- Film poster
- Directed by: Santhossh Jagarlapudi
- Written by: Santhossh Jagarlapudi
- Produced by: Beeram Sudhakara Reddy Dheeraj Boggaram
- Starring: Sumanth; Eesha Rebba;
- Narrated by: Rana Daggubati
- Cinematography: Prathap R Krishnaa
- Edited by: Karthika Srinivas
- Music by: Shekar Chandra
- Production companies: Sudhakar Impex IPL Taurus Cinecorp
- Release date: 7 December 2018;
- Country: India
- Language: Telugu

= Subrahmanyapuram =

2018 Indian Telugu-language film

Subrahmanyapuram is a 2018 Indian Telugu-language mystery thriller film starring Sumanth and Eesha Rebba directed by Santosh and produced by Sudhakara Reddy and Dheeraj. This film is spiritual sequel to the film Karthikeya starring Nikhil Siddharth.

== Plot ==
This entire film revolves around a young lad Karthiik (Sumanth), who is meant to solve the mystery of a town named Subrahmanyapuram.

== Production ==
The director narrated the script to Sumanth in February 2018. Sumanth plays an atheist in the film.
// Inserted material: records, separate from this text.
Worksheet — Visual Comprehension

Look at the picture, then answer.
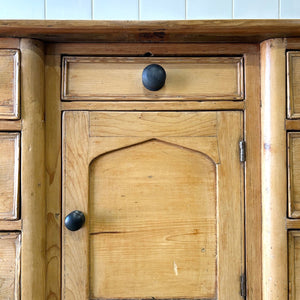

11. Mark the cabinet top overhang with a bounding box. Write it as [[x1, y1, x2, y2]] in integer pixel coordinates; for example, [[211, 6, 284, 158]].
[[0, 19, 300, 42]]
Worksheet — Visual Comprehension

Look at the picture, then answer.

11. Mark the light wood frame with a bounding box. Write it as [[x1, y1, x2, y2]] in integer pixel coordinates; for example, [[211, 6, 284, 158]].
[[45, 43, 262, 300]]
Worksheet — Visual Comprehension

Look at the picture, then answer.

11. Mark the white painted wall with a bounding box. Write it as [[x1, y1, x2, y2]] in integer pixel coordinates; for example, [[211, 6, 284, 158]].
[[0, 0, 300, 20]]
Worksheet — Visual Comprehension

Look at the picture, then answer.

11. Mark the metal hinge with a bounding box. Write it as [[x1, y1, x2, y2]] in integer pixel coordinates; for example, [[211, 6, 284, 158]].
[[240, 273, 247, 299], [239, 140, 246, 162]]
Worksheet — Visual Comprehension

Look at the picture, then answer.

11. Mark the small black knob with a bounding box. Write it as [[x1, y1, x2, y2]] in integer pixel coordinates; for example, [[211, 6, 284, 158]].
[[65, 210, 85, 231], [142, 64, 167, 91]]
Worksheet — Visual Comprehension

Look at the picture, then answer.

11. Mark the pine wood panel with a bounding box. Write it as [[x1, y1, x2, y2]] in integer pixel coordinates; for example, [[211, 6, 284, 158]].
[[62, 56, 244, 100], [287, 51, 300, 118], [0, 132, 20, 220], [286, 219, 300, 229], [89, 140, 217, 298], [288, 132, 300, 218], [0, 49, 20, 119], [0, 120, 22, 131], [62, 112, 244, 299], [0, 220, 22, 231], [89, 112, 217, 137], [0, 232, 21, 300], [288, 231, 300, 300]]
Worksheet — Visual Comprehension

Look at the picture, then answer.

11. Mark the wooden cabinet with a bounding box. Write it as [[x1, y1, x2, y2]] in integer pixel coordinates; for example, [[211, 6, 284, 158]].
[[0, 21, 300, 300], [62, 111, 244, 299]]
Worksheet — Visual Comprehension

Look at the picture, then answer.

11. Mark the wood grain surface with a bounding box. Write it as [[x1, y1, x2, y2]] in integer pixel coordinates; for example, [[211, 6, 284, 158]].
[[261, 39, 288, 300], [0, 20, 300, 42], [0, 232, 21, 300], [0, 132, 20, 220], [62, 56, 244, 101], [62, 112, 244, 299], [287, 51, 300, 119], [288, 230, 300, 300], [0, 49, 20, 119]]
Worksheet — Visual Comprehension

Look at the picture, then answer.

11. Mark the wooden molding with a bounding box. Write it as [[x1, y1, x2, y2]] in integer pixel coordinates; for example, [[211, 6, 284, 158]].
[[0, 20, 300, 42]]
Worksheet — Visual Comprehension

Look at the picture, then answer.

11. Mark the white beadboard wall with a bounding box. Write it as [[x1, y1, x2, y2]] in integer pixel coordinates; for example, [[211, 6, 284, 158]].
[[0, 0, 300, 20]]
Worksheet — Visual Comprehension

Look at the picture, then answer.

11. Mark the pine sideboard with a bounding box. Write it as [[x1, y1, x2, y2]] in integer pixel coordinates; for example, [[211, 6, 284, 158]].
[[0, 20, 300, 300]]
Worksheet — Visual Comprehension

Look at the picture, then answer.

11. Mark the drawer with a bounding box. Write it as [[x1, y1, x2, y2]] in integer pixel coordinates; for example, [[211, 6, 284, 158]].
[[61, 56, 244, 101], [0, 132, 20, 220], [0, 50, 20, 119], [0, 232, 21, 300]]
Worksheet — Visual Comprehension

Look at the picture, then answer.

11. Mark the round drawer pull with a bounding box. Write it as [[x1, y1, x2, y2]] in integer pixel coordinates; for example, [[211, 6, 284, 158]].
[[65, 210, 85, 231], [142, 64, 167, 91]]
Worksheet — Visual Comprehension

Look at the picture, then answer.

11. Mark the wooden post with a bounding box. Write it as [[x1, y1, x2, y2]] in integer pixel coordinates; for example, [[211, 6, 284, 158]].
[[21, 39, 46, 300], [261, 39, 288, 300]]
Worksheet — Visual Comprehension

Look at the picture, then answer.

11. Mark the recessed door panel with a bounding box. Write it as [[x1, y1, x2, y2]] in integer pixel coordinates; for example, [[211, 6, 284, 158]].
[[62, 112, 244, 299]]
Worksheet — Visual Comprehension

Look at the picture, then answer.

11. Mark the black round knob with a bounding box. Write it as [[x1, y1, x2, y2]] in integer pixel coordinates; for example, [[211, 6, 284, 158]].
[[65, 210, 85, 231], [142, 64, 167, 91]]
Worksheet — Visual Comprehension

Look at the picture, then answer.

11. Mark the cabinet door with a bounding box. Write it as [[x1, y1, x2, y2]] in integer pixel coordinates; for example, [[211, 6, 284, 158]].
[[62, 111, 244, 300]]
This film is Sumanth's 25th film and was launched in March 2018 during the festival of Ugadi. The film was shot in Sriramapuram in East Godavari and Hyderabad. The first look of the film was revealed in July 2018. In August of the same year, around fifty percent of the shooting was completed. Rana Daggubati gave a voice-over for some scenes in the film. The shooting of the film finished in October 2018. The teaser was released during Dussehra in late October. The trailer was released in November. This film was released on 7 Dec 2018.

== Soundtrack ==
The songs were composed by Shekar Chandra.
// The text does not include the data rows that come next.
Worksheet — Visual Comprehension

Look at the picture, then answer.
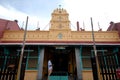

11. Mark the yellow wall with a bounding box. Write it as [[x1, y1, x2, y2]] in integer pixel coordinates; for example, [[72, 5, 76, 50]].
[[1, 30, 120, 42]]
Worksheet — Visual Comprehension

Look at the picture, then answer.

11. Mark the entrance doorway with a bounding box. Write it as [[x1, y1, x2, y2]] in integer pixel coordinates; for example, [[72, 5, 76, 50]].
[[43, 46, 76, 77]]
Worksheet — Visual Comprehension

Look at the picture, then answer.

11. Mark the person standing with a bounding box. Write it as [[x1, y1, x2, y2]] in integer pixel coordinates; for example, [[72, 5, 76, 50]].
[[48, 60, 53, 76]]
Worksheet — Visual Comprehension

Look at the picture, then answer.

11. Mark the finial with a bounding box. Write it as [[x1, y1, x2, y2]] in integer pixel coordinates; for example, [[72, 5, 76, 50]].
[[59, 5, 61, 9]]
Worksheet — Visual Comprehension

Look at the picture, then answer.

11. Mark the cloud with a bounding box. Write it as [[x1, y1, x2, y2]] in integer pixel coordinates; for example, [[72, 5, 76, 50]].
[[63, 0, 120, 30], [0, 5, 49, 30]]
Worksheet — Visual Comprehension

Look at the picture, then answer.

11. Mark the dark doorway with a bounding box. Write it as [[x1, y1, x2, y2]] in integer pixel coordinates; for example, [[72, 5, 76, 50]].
[[43, 46, 76, 78], [53, 53, 68, 72]]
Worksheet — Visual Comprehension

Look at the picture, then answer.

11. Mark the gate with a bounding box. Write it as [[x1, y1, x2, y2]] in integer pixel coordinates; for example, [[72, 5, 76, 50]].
[[91, 53, 120, 80], [48, 72, 68, 80], [0, 54, 26, 80]]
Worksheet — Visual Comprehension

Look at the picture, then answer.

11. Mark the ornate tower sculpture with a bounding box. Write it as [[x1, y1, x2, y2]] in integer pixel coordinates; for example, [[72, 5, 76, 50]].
[[49, 7, 71, 41], [50, 7, 70, 30]]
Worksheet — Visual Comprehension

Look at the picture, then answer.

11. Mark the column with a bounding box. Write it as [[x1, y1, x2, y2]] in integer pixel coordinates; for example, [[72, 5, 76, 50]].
[[37, 46, 44, 80], [75, 47, 82, 80]]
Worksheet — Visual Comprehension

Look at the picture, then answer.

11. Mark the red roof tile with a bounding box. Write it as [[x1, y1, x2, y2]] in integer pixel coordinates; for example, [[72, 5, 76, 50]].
[[0, 19, 20, 38]]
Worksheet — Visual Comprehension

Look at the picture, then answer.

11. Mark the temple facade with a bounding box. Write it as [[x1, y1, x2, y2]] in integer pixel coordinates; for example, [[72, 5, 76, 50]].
[[0, 8, 120, 80]]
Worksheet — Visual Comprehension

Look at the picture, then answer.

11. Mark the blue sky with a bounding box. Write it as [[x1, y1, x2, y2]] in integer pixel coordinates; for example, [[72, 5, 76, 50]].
[[0, 0, 120, 31]]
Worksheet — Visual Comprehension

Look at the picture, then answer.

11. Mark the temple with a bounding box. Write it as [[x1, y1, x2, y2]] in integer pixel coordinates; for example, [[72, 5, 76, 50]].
[[0, 8, 120, 80]]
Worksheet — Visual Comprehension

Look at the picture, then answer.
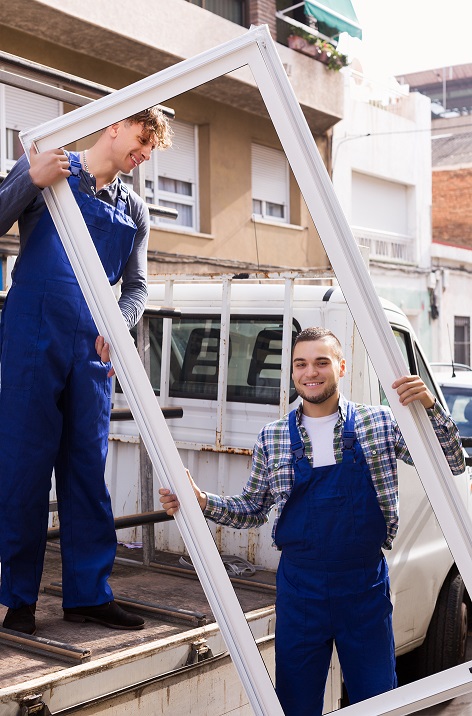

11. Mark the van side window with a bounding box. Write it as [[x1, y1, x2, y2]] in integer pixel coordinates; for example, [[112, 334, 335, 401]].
[[415, 343, 444, 407], [121, 316, 300, 405], [169, 316, 300, 405], [379, 326, 416, 405]]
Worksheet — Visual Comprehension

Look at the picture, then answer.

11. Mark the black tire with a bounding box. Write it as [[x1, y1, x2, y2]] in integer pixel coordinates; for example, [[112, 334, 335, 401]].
[[415, 567, 468, 679]]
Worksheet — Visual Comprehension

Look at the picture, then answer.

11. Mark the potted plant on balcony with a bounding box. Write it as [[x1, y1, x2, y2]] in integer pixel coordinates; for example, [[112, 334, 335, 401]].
[[287, 27, 348, 71]]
- "Ee Rojila" is written by Suresh Banisetti and sung by Anurag Kulkarni and Nutana.
- "Friendship" is written by Puranachary and sung by Dhanunjay.
- "Saho Shanmukha" is written by Jonnavittula Ramalingeswara Rao and sung by S. P. Balasubrahmanyam.

== Reception ==
123Telugu gave three out of five stars and wrote that "The intriguing storyline is the main highlight of Subramanyapuram." The Hindu gave the film a mixed review and wrote "Subrahmanyapuram is definitely not what is depicted in the trailer". The Times of India gave the film two-and-a-half out of five stars and wrote that " If there’s something that you will not regret shelling out your hard-earned money for, it’s only Sumanth’s composed performance".